Rest In Peace


I hope your travel to the other side was a beautiful one, John. I hope that you’re with God, free of pain and have found joy.

On the Edge of Dream
 
I’ve come back to tell you –
death took me home the other day
it wasn’t how I imagined
death did not come…

 

Shrouded in Black shadows – face an endless pit of pain
death had no scythe, or weapon to hurt

 

She,
child born of Faeries
moonlight reflecting pale skin
petals of newborn spring adorned strawberry curls
her eyes,
the very stars….

 

Taking her hand,
I touched gossamer wings
air shimmered, made of purest light

 

“I’ve come to lead you home love”
Her voice a whisper; crystal bells 
“Yet I think you already know the way”

 

I did
I had – only to fly on the edge of dream,
balance on the tip of all thought, and I was there

 

I’ve come back to tell you
death took me home the other day
it was the most beautiful journey
the most un-imaginable joy

 

 

Completing the Cycle


We aren’t born pretty and we certainly don’t die pretty – at least, for the most part. We enter a squalling wrinkled thing, covered in our own birth fluids and as fragile and unique as a snowflake. When we leave, many of us fight. We hang on to life with an iron grip, gasping at the air as if there could never be enough of it. We shake in pain, clutch at our humanity, stare upwards looking for a sign of relief and release, yet we can’t find it.
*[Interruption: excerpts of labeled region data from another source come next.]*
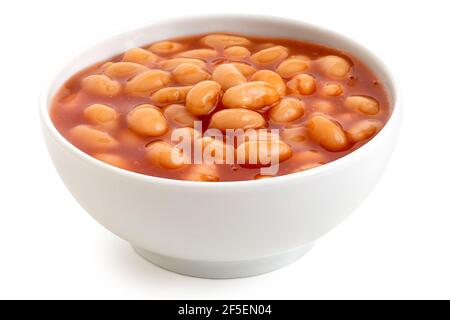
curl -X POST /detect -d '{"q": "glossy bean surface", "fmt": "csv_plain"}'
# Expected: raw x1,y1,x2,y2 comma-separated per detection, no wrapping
50,33,391,183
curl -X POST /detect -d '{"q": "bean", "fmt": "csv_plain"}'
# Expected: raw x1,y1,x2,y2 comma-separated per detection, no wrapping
201,34,251,49
277,56,309,78
81,74,121,97
159,58,206,70
184,164,220,182
241,128,280,142
164,104,198,127
250,46,289,65
118,128,145,148
186,80,222,115
127,104,169,137
287,73,316,95
148,41,185,55
83,103,118,125
223,46,251,61
212,63,247,90
222,81,280,109
105,62,148,79
318,56,351,79
231,62,256,77
269,98,305,123
125,70,171,97
172,63,211,85
252,70,286,96
209,109,266,131
177,49,219,59
322,83,344,97
344,96,380,116
122,48,159,65
152,86,192,105
307,115,348,151
70,124,118,150
236,140,292,165
171,127,202,143
347,119,382,142
94,153,129,170
146,141,186,169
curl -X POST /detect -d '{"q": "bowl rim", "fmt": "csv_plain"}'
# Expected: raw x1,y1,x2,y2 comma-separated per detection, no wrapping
39,14,402,189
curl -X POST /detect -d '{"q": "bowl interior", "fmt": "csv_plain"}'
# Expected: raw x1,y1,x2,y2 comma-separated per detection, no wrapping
46,15,397,107
41,15,400,187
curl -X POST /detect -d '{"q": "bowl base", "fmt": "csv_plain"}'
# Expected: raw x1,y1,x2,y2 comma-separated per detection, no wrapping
133,242,314,279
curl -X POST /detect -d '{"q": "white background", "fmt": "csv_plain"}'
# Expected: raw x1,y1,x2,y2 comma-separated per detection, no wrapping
0,0,450,299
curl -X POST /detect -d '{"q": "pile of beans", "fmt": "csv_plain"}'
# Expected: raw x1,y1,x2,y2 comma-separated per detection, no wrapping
51,34,390,181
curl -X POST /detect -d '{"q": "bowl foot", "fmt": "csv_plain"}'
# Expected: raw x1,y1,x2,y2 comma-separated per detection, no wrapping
133,242,314,279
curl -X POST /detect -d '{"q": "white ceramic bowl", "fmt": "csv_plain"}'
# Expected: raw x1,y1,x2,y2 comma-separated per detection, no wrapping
41,15,401,278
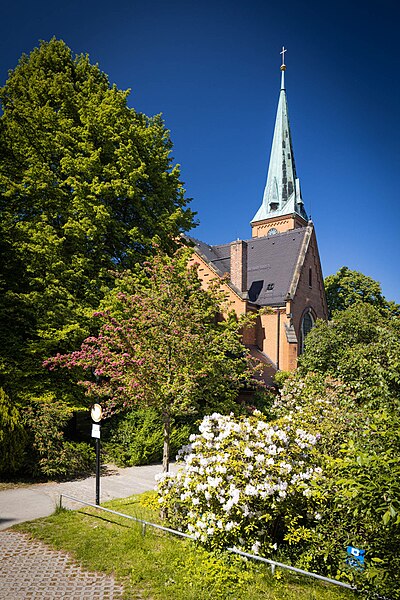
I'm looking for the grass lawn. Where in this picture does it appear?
[14,493,357,600]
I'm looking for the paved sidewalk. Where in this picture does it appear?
[0,465,174,600]
[0,465,167,528]
[0,531,123,600]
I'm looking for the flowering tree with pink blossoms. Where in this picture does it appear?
[45,249,255,471]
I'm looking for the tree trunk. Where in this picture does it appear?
[163,412,171,473]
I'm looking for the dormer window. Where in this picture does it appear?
[299,308,315,354]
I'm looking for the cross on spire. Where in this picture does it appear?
[280,46,287,67]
No, don’t close my eyes, they may never open again. Let me see the sky – is it still that perfect blue? Where is the sky? I need to see the world for a little while longer.

I wonder, often, why God or any other higher force that one may believe in and might exist – simply doesn’t take pity on us and bring us on home….instead of watching some of us suffer so.

Then something occurred to me. Maybe they try and we fight it. Perhaps our will can be so strong that even though the door is open to us…we resist. When it’s our time, I truly believe it will happen no matter what, yet some will choose to cling to our earthly body, not matter how worn out and sick it is.

I believe we do it because it’s all we know and we are afraid. We are afraid to let go. I think that when we do, when we let go our grip of an old or sick or broken body, when we finally see that there is something else, only then, are we ready to go home.  Our real home.